Drug sensitivity testing can be performed with pre-designed drug libraries that are commercially available from suppliers such as Selleck Chemicals (https://www.selleckchem.com/screening-libraries.html) or MedChemExpress (https://www.medchemexpress.com/), or with custom drug libraries designed by the user. The drug library is designed with high throughput in mind, accounting for the solubility of the compounds, favoring those that can be dissolved in DMSO or water. Each drug is typically tested at multiple concentrations, such as five 10-fold serial dilutions. The concentration range can be determined for each drug individually, or a more general approach can be applied where an equally broad concentration range is used for all drugs.

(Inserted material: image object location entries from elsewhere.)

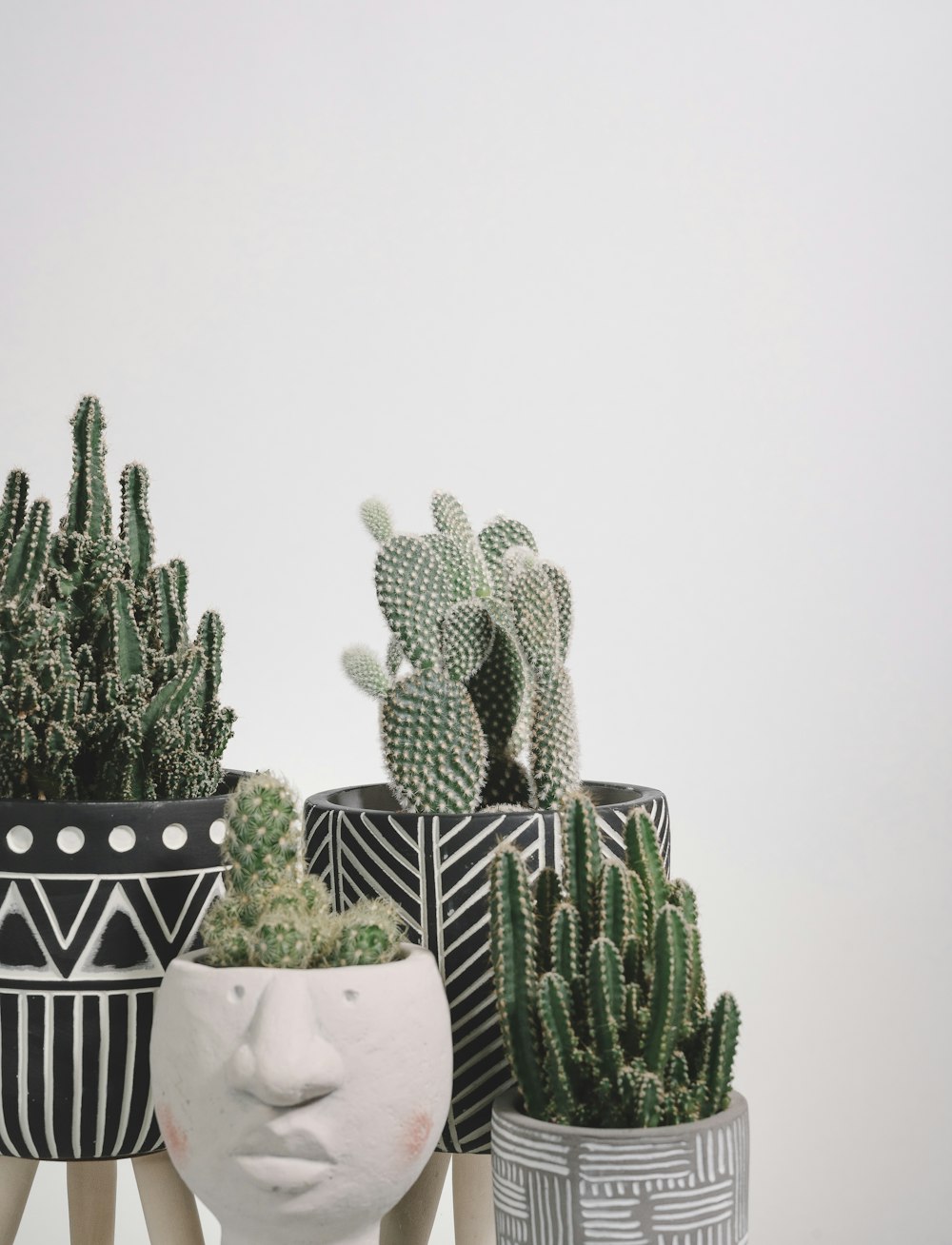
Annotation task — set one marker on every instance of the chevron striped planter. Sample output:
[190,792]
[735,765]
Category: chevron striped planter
[96,899]
[434,868]
[680,1185]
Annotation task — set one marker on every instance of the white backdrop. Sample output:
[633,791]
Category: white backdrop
[669,283]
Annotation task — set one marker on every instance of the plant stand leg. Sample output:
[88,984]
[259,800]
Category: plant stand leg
[167,1203]
[91,1192]
[16,1178]
[473,1216]
[411,1220]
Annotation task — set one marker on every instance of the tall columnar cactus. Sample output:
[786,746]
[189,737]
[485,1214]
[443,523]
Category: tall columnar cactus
[104,694]
[477,706]
[274,917]
[600,987]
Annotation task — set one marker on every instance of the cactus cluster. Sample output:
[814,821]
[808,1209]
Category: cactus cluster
[271,914]
[477,706]
[600,986]
[102,692]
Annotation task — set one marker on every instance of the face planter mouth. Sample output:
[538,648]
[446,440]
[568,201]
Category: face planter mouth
[283,1159]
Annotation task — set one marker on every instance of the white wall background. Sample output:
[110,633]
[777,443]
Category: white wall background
[672,284]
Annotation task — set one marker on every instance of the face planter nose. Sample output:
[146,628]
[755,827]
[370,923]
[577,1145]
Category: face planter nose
[284,1059]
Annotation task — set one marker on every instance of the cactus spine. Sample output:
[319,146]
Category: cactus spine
[600,987]
[485,714]
[271,914]
[105,696]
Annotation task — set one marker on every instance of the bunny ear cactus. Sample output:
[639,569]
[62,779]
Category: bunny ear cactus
[271,914]
[600,987]
[105,696]
[485,715]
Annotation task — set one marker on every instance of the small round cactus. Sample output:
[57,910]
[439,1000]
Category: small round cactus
[271,914]
[486,714]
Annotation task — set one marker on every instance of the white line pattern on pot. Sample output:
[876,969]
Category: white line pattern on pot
[434,868]
[652,1191]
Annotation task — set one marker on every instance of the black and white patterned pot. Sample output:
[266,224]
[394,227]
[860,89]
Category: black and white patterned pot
[684,1184]
[436,870]
[96,899]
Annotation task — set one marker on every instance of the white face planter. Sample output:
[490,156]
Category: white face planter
[301,1104]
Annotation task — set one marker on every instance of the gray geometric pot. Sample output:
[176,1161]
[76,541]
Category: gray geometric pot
[685,1184]
[96,899]
[436,869]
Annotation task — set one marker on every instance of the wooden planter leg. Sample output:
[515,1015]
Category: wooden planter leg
[411,1220]
[16,1176]
[167,1203]
[473,1215]
[91,1191]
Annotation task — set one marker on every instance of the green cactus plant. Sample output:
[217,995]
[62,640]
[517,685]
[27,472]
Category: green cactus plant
[102,695]
[271,914]
[600,987]
[477,706]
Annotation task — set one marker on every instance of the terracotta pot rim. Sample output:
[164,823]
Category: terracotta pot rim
[506,1106]
[619,793]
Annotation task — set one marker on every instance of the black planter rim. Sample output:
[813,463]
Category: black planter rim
[506,1104]
[104,807]
[605,795]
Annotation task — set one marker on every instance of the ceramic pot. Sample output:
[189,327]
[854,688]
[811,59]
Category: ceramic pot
[684,1184]
[300,1104]
[436,870]
[95,901]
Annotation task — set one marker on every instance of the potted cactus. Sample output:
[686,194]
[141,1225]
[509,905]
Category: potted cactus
[303,1059]
[481,743]
[110,800]
[623,1119]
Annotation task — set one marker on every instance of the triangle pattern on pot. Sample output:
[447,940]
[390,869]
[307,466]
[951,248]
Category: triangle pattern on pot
[23,948]
[170,899]
[118,935]
[64,900]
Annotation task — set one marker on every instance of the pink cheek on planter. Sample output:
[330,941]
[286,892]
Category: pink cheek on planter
[174,1138]
[416,1133]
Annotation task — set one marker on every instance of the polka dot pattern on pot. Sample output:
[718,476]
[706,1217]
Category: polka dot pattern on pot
[69,840]
[174,837]
[19,838]
[122,838]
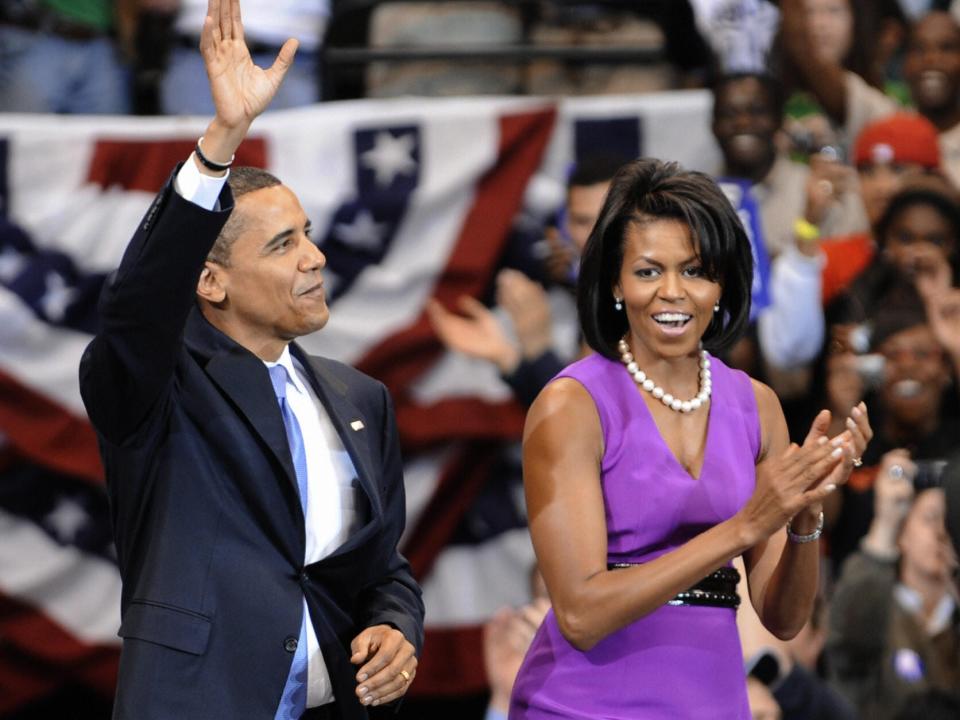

The drug sensitivity curves provide information on drug efficacy and allow for calculation of parameters such as the EC50 (half maximal effective concentration), the bend points where the effect of the drug changes from exponential to asymptotic, and the dynamic range or the range located between the EC10 and EC90 (Fig. 1c). Fitting concentration-response curves to efficiently calculate EC50 values requires a minimum of 5 doses, with 6 being optimal: two doses before the low bend point, two doses after the high bend point and at least one dose, ideally two, in the slope (Fig. 1c) [31].

Drug combinations

Different approaches can be taken when screening for drug interactions. The most complete approach would be to test the two drugs at every possible concentration combination, the so-called full matrix (Fig. 1d, left panel). However, this approach is highly resource-demanding. To reduce the number of patient cells and amount of reagents required for testing drug responses in multiple concentration combinations, the user can choose to test only part of the concentration-combinations using one of the following designs (Fig. 1d): (i) Fixed-concentration, or anchored, design: various concentrations of one agent are tested with a pre-defined concentration of the second agent (Fig. 1d, second panel); (ii) Fixed-ratio diagonal design: the diagonal dose-combination elements of the full pairwise concentration response matrix are tested (Fig. 1d, third panel); (iii) Fixed-ratio x-design: both diagonal concentration-combination elements (the “x”) of the full pairwise concentration response matrix are tested (Fig. 1d, right panel). Data analysis tools are available that can predict the full matrix of drug responses based on these fixed designs [32].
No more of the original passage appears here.